# [TF 2.X] Mask R-CNN for Object Detection and Segmentation
[Notice] : The original mask-rcnn uses the tensorflow 1.X version. I modified it for tensorflow 2.X version.
### Development Environment
- OS : Ubuntu 20.04.2 LTS
- GPU : Geforce RTX 3090
- CUDA : 11.2
- Tensorflow : 2.5.0
- Keras : 2.5.0 (tensorflow backend)
- Python 3.8
This is an implementation of [Mask R-CNN](https://arxiv.org/abs/1703.06870) on Python 3, Keras, and TensorFlow. The model generates bounding boxes and segmentation masks for each instance of an object in the image.该模型为图像中对象的每个实例生成边界框和分割掩码。 It's based on Feature Pyramid Network (FPN) and a ResNet101 backbone.

实例分割样本
The repository includes:
存储库包括:
* Source code of Mask R-CNN built on FPN and ResNet101.
掩码R-CNN建立在FPN和ResNet101上的源代码。
* Training code for MS COCO
MScoco训练代码
* Pre-trained weights for MS COCO
MSCOCO的预训练权重
* Jupyter notebooks to visualize the detection pipeline at every stepJupyter
jupyternotabook可以可视化每一步的检测管道
* ParallelModel class for multi-GPU training
ParallelModel类用于多gpu训练
* Evaluation on MS COCO metrics (AP)
对MS COCO指标的评估(AP)
* Example of training on your own dataset
在你自己的数据集上训练的例子
The code is documented and designed to be easy to extend. If you use it in your research, please consider citing this repository (bibtex below).
代码有文档记录,并且易于扩展。如果你在你的研究中使用它,请考虑引用这个库(bibtex below)。
You can see more examples [here](https://matterport.com/gallery/).
你可以在[here]看到更多的例子。
# Getting Started开始
* [demo.ipynb](samples/demo.ipynb)
Is the easiest way to start. It shows an example of using a model pre-trained on MS COCO to segment objects in your own images.它展示了一个使用MS COCO预先训练的模型在您自己的图像中分割对象的示例。
It includes code to run object detection and instance segmentation on arbitrary images.
它包括在任意图像上运行对象检测和实例分割的代码。
* [train_shapes.ipynb](samples/shapes/train_shapes.ipynb) shows how to train Mask R-CNN on your own dataset.
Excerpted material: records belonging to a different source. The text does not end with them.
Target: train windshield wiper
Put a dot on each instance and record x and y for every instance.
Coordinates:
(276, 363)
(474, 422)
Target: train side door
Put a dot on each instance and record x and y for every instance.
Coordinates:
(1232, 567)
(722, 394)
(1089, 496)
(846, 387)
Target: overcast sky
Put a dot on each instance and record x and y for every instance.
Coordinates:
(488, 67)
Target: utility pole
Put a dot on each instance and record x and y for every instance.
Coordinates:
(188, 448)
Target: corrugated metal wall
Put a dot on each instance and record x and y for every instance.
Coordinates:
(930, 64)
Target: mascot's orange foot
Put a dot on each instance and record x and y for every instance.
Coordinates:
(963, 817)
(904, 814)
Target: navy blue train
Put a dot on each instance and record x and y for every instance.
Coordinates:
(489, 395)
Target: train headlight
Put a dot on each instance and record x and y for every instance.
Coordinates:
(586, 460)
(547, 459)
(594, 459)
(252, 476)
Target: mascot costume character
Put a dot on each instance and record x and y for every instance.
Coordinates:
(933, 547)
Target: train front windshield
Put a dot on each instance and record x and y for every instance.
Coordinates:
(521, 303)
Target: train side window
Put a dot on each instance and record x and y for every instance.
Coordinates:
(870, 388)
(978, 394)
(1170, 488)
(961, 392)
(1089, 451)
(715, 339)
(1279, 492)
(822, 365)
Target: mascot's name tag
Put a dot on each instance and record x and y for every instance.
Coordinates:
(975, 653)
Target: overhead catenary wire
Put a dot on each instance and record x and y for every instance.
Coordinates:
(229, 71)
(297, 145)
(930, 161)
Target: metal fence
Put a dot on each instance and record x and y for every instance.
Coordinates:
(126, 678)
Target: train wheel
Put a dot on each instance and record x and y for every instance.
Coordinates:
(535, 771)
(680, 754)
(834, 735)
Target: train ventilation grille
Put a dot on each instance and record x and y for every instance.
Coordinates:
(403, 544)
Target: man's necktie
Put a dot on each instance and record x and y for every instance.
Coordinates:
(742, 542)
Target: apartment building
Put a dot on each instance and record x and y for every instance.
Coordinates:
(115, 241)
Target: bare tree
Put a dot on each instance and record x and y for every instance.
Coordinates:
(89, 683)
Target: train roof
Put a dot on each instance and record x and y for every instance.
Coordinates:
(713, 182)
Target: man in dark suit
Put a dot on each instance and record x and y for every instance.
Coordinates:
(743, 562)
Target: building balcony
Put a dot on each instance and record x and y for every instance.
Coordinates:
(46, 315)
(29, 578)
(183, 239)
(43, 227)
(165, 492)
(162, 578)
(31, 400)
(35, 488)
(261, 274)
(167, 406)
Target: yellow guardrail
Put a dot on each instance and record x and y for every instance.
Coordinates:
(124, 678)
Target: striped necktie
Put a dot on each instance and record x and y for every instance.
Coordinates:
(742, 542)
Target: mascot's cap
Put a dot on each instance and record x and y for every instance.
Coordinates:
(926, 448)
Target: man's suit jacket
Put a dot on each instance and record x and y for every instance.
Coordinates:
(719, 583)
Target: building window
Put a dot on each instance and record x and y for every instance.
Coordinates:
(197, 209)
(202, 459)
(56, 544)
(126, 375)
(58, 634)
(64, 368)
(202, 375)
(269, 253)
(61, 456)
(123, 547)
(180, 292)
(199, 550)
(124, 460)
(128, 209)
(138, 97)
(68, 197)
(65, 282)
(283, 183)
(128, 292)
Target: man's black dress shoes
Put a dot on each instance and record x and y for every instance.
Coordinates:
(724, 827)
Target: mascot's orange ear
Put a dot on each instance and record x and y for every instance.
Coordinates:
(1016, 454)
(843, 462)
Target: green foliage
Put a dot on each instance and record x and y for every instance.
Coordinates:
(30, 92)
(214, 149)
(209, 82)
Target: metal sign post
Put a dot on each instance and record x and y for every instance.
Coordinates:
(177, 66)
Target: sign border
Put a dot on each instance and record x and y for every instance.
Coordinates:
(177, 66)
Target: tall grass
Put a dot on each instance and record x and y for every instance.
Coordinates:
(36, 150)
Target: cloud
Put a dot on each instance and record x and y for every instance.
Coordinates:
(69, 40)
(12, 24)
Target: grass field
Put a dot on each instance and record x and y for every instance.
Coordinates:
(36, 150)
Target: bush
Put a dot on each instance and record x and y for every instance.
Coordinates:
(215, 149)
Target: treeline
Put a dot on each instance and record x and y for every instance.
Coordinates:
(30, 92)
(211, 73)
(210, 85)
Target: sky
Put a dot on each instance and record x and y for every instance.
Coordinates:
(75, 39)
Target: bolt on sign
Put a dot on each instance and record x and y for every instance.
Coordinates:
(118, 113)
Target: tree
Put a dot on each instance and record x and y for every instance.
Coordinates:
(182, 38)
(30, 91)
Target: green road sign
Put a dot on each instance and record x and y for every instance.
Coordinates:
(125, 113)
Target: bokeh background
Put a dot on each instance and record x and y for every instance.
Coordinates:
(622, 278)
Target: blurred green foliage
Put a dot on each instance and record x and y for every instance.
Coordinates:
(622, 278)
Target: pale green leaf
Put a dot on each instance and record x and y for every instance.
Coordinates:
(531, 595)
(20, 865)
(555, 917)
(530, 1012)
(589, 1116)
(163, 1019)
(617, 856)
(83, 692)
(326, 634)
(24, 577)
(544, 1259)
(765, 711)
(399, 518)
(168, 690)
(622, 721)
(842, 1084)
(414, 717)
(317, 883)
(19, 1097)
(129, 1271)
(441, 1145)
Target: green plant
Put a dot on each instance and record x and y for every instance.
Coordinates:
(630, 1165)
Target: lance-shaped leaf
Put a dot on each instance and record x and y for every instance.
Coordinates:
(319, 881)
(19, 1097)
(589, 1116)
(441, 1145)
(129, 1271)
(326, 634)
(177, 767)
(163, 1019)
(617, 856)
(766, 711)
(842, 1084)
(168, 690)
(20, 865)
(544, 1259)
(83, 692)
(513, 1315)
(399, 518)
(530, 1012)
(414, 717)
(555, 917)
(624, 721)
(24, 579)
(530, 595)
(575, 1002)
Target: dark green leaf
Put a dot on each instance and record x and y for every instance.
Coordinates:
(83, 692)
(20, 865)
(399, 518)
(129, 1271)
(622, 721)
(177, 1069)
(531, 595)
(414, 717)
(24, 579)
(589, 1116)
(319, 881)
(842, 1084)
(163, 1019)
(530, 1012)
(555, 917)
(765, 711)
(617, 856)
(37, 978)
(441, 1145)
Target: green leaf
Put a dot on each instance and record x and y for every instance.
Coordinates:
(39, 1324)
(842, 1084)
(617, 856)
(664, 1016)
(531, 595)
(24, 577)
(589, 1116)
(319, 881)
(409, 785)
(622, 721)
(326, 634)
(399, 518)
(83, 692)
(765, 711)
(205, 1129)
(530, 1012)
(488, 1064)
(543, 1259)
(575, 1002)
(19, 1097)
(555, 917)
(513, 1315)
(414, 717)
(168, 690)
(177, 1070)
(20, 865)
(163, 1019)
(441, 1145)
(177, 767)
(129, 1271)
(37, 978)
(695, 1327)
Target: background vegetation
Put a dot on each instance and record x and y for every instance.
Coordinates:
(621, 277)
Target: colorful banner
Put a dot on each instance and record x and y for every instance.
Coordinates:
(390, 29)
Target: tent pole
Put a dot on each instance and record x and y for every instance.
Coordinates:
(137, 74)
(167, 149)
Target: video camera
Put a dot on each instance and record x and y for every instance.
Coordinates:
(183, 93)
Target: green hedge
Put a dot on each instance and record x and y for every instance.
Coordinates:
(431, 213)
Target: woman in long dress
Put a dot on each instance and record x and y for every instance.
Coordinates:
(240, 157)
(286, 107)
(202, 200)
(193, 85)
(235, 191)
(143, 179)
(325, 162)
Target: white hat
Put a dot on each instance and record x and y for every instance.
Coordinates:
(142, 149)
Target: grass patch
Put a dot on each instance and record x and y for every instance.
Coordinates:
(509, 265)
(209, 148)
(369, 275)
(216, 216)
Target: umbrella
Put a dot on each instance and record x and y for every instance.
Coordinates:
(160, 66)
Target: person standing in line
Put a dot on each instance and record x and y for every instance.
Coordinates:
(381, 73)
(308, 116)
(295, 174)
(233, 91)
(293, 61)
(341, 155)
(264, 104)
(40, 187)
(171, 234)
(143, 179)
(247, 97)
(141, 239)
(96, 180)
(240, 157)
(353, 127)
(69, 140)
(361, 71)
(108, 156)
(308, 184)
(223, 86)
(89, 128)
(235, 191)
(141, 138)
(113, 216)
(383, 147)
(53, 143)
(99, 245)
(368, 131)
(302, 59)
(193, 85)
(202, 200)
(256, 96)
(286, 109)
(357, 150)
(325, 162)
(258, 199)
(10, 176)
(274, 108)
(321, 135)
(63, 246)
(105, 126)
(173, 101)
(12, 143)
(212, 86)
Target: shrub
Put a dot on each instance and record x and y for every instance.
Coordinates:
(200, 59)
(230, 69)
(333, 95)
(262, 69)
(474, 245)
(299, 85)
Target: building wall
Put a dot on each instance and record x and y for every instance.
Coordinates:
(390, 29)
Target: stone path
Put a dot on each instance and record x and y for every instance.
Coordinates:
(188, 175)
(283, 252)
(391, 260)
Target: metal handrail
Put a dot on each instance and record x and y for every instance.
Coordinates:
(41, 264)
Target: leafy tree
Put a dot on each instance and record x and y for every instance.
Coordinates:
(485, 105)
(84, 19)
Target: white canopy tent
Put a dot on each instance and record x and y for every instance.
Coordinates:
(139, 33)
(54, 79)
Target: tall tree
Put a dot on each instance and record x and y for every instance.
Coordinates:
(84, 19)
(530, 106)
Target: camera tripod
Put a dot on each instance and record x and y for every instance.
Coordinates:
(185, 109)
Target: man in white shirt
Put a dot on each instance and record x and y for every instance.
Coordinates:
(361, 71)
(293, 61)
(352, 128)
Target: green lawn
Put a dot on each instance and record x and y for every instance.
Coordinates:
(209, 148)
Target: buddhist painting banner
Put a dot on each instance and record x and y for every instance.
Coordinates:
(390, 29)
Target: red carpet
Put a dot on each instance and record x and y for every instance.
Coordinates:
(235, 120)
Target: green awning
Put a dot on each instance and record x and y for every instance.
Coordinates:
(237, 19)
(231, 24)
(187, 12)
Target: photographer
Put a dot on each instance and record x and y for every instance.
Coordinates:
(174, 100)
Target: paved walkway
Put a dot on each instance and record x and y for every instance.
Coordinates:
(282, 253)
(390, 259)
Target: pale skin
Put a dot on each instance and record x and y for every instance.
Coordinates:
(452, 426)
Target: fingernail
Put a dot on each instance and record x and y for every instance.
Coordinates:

This notebook introduces a toy dataset (Shapes) to demonstrate training on a new dataset.显示如何在自己的数据集上训练掩码R-CNN。这本笔记本介绍了一个玩具数据集(形状)来演示在一个新的数据集上的训练。
* ([model.py](mrcnn/model.py), [utils.py](mrcnn/utils.py), [config.py](mrcnn/config.py))
These files contain the main Mask RCNN implementation. 这些文件包含主要的掩码RCNN实现。
* [inspect_data.ipynb](samples/coco/inspect_data.ipynb).
This notebook visualizes the different pre-processing steps to prepare the training data.
这个笔记本显示了不同的预处理步骤准备培训数据。
* [inspect_model.ipynb](samples/coco/inspect_model.ipynb)
This notebook goes in depth into the steps performed to detect and segment objects. It provides visualizations of every step of the pipeline.
这本笔记本深入研究了检测和分割对象所执行的步骤。它提供了管道的每个步骤的可视化。
* [inspect_weights.ipynb](samples/coco/inspect_weights.ipynb)
This notebooks inspects the weights of a trained model and looks for anomalies and odd patterns.
这个笔记本检查一个训练过的模型的权重,并寻找异常和奇怪的模式。
# Step by Step Detection 逐步检测
To help with debugging and understanding the model, there are 3 notebooks
为了帮助调试和理解模型,有3本笔记本
([inspect_data.ipynb](samples/coco/inspect_data.ipynb),
[inspect_model.ipynb](samples/coco/inspect_model.ipynb),
[inspect_weights.ipynb](samples/coco/inspect_weights.ipynb))
that provide a lot of visualizations and allow running the model step by step to inspect the output at each point. Here are a few examples:
提供了大量可视化,并允许逐步运行模型来检查每个点的输出。以下是一些例子。
## 1. Anchor sorting and filtering 锚点排序和过滤
Visualizes every step of the first stage Region Proposal Network and displays positive and negative anchors along with anchor box refinement.
可视化第一阶段区域提议网络的每一步,并显示正锚和负锚以及锚框细化。

## 2. Bounding Box Refinement 边界框细化
This is an example of final detection boxes (dotted lines) and the refinement applied to them (solid lines) in the second stage.
这是一个最终检测框(虚线)的示例,以及在第二阶段应用于它们的细化(实线)。

## 3. Mask Generation 面具一代
Examples of generated masks. These then get scaled and placed on the image in the right location.
生成的掩码示例。然后将它们按比例放置在图像的正确位置。

## 4.Layer activations 层激活
Often it's useful to inspect the activations at different layers to look for signs of trouble (all zeros or random noise). 通常,检查不同层的激活来寻找故障的迹象(全零或随机噪声)是有用的。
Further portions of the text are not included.